Angela Di Trapani - La "picciridda" di cosa nostra
07-02-2023
Angela Di Trapani - La "picciridda" di cosa nostra
Da picciridda Maria Angela Di Trapani avrebbe voluto studiare, crearsi un futuro affrancandosi da quella famiglia che già negli anni ottanta comandava in una zona di Palermo. Lo dirà il fratello in una delle tante intercettazioni captate in carcere: "Maria Angela era brava poi però ci ha dovuto seguire" perché sia lui che il padre erano latitanti. E questo non fa di lei una persona "nobile" ma una persona debole. La Di Trapani, nata a Cinisi nell'aprile del 1968, sposerà poi uno degli appartenenti alla famiglia Madonia che nel quartiere di Resuttana aveva, alla stregua dei Di Trapani, il proprio peso. Da lì inizierà il suo percorso che la vedrà non solo "messaggera" prediletta del volere dei capi mandamento rinchiusi al 41 bis e il territorio ma anche abile e credibile interlocutrice all'interno di cosa nostra. La racconta in questa nuova puntata di Donne di Mala, il tenente colonnello Antonello Parasiliti, a capo del reparto anticrimine del Ros - il Raggruppamento operativo speciale dell'Arma dei carabinieri - di Palermo.

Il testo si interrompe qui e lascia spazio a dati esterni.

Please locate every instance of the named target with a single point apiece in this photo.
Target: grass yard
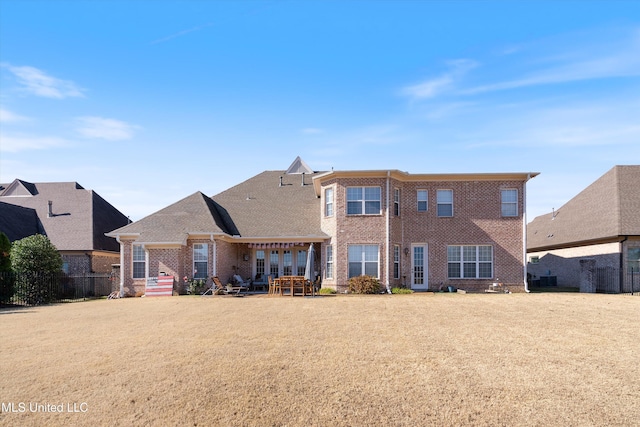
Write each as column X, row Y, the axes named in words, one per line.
column 556, row 359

Maria Angela Di Trapani prenderà parte alle decisioni che contano, come l'eliminazione di un capo mandamento quale Giovanni Bonanno. La Di Trapani parlerà per conto della propria famiglia con i vertici di cosa nostra, gestirà le risorse economiche della famiglia e non si pentirà. Nell'ultimo arresto datato 2017, uscirà di casa, con le manette ai polsi, il volto scoperto e lo sguardo alto. Quello di chi crede di essere nel giusto.

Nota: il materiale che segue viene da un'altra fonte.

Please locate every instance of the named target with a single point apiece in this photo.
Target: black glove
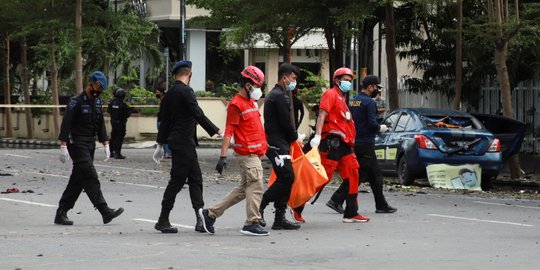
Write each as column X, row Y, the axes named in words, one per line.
column 222, row 163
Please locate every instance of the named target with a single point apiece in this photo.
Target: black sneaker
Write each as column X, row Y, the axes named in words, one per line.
column 165, row 227
column 335, row 206
column 388, row 210
column 208, row 222
column 254, row 229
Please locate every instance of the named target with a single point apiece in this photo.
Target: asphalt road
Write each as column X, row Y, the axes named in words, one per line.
column 432, row 229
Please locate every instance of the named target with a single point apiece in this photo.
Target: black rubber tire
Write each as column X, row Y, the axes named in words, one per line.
column 404, row 176
column 487, row 181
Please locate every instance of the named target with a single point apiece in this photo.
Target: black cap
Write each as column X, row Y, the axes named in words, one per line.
column 180, row 64
column 119, row 92
column 287, row 68
column 371, row 80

Nella Serpa e la sua "Tela di ragno"
24-01-2023
Nella Serpa e la sua "Tela di ragno"
Paola, in provincia di Cosenza, è una piccola cittadina che si affaccia sul mar Tirreno. Qui, per un reiterato errore storico, si crede che la 'ndrangheta non abbia messo radici ma la storia di Nella Serpa racconta tutt'altro. Chi la conosceva prima ancora che decidesse di scalare l'omonima cosca mettendo da parte cugini e parenti, non avrebbe scommesso su di lei. La chiamavano la "bionda" per via dei suoi capelli chiari e per il colorito della carnagione. Docile all'apparenza riuscì, animata da una sete di vendetta, a diventare l'unico capo della cosca. Strinse alleanze con famiglie criminali di Cosenza, coprì latitanze e foraggiò l'acquisto di armi al fine solo di avere poi le spalle coperte. E quando le ammazzarono il fratello, decise di vendicarsi e ci riuscì: il mandante di quell'omicidio fu crivellato di colpi mentre si trovava in un ristorante su quella statale che da Scalea costeggia tutta la costa, uno degli esecutori fu fatto a pezzi e buttato in una porcilaia. Nella Serpa voleva "firmare" quegli omicidi ma dovette "accontentarsi" di restare a guardare: non è bene, in certi contesti, che i capi si sporchino le mani. La sua storia la raccontiamo con il Tenente Colonnello Giovanni Migliavacca a capo del Ros - il Raggruppamento operativo speciale dell'Arma dei Carabinieri - di Catanzaro. Nella Serpa tuttavia anche per quegli omicidi nonché per i reati di estorsione e associazione mafiosa è stata condannata all'ergastolo. Non si è mai pentita. E' tuttora detenuta al 41bis nel carcere di massima sicurezza de L'Aquila.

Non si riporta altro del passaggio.